The Railway comes to Thornbury
Talk by local historian Meg Wise in October 2022. Report by Stephen Griffiths.
By the time the first train rolled in to Thornbury station 150 years ago, 42 years after the Liverpool to Manchester passenger service had kicked off the whole railway boom in 1830, it was hardly cutting edge technology. Nevertheless, it was a grand opportunity for jubilant celebration and festivity in the town. After all, as a local newspaper stated, ‘many of the rustics had never before seen a railway locomotive’. (Thornbury folk don’t get out much.) Our very own roving reporter Meg Wise was on the spot, and with cuttings from contemporary newspapers, brought the October meeting of the Society up to date with the news.
It must be said that not everyone was wildly chuffed about the new railway. Thornbury folk are uniformly fair-minded, and traditionally split 50/50 for and against any change.
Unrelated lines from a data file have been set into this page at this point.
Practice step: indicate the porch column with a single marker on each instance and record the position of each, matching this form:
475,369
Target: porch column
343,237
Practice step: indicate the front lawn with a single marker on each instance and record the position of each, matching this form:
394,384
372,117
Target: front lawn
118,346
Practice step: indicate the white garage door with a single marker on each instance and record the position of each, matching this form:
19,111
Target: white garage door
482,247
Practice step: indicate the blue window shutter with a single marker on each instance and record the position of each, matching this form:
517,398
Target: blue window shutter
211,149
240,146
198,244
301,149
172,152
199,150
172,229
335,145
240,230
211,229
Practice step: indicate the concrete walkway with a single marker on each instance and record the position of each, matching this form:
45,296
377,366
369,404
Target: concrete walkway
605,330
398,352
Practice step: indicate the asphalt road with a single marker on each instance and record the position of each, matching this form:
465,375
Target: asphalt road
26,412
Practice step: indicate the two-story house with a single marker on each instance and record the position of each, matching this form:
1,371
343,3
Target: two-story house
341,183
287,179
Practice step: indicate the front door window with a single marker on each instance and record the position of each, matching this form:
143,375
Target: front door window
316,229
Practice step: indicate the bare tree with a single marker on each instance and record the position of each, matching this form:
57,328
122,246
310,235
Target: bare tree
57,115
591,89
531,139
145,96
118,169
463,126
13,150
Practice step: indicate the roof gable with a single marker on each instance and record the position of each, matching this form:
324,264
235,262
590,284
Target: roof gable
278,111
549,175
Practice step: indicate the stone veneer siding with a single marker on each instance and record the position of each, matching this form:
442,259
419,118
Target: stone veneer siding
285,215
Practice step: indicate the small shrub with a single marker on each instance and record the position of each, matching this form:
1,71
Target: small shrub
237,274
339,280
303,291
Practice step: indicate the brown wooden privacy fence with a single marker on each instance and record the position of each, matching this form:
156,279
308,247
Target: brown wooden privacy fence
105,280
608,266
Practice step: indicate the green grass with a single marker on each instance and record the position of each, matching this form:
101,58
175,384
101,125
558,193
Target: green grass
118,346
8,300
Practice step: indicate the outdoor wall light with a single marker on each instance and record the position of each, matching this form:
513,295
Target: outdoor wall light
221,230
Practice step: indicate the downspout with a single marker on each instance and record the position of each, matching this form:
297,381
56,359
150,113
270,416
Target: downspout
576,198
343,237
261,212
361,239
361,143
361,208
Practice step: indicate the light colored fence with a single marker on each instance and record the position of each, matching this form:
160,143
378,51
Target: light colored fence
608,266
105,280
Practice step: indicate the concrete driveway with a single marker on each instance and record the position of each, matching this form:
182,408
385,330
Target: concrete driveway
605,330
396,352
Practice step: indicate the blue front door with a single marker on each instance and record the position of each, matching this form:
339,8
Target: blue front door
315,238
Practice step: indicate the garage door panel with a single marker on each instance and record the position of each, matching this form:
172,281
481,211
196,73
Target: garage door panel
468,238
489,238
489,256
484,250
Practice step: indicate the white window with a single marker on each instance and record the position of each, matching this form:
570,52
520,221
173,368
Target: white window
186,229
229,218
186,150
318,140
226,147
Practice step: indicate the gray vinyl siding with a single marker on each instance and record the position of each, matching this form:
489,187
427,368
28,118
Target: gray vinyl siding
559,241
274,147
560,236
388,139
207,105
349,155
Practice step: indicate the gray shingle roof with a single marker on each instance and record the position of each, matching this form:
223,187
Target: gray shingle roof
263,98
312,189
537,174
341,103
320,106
It had taken the Midland Railway Company five years to build the 7½ miles of track from Yate, and the army of 800 well-paid navvies, although undoubtedly good for local business, could be a disruptive influence. Incidents of poaching and affray increased. Local gentry complained about depredations of their game reserves. A silk rabbiting net 140 yards long was confiscated. Fines for affray would be issued to people with suspicious names like John Bull and John Thomas, and they would be invited to let off steam overnight at the police station.
One report told of a navvy who had taken a wicker basket into a local pub. While the navvy was outside taking the air, the landlord looked inside the basket and pulled out an ill-gotten hare, replacing it with a dead cat that was conveniently lying about. (Sorry, cat lovers.) The next day the navvy returned to the pub with basket. Finding the landlord out, and a leg of mutton stewing in a pot by the fire, he swapped the leg of mutton for the dead cat and scarpered.
On the 2nd of September 1872, the day of opening had finally arrived. 7½ miles of gleaming track, rather beautiful stone-built station and stationmaster’s house with flamboyantly scrolled gable pediments, turntable, water tower, goods shed, and livestock pens were ready and waiting just at the top end of Thornbury’s lovely High street. It was exactly like the Triang set I used to have.
Thornbury’s mayor and local dignitaries arrived in the first train from Yate, unaccompanied by Midland Railway directors, with whom they had unfortunately fallen out. They were swept into a road carriage and hauled by jubilant local inhabitants along the High street, past myriads of bunting, flags, banners, and triumphant arches. At the head of the procession the Tockington Brass Band played empire-building tunes, and bell ringers rang the rounds throughout the day. Children from the schools and workhouse were given the day off, a free ride to Yate and back, and a slap-up tea with plum cake.
Despite the fanfare, and despite promotions extolling the glorious views of the Severn Valley and comparing the landscape of Tytherington to that of the Peak District, the Thornbury line was never profitable, and the passenger service finally hit the buffers in 1944. However, the train staff seem to have enjoyed themselves. The engine driver would stop the train to pick water cress, and on one occasion shot a rabbit from his engine, jumped off to retrieve it, then jumped back on, all without stopping the train. And the water tower was a great success. Sourced from a spring in Grovesend quarry, it supplied the ‘Bathings’ pool down Bath road and standpipes throughout town with ‘Railway Water’.
Hoots and whistles to Meg and her wonderful collection of cuttings and photos from the museum.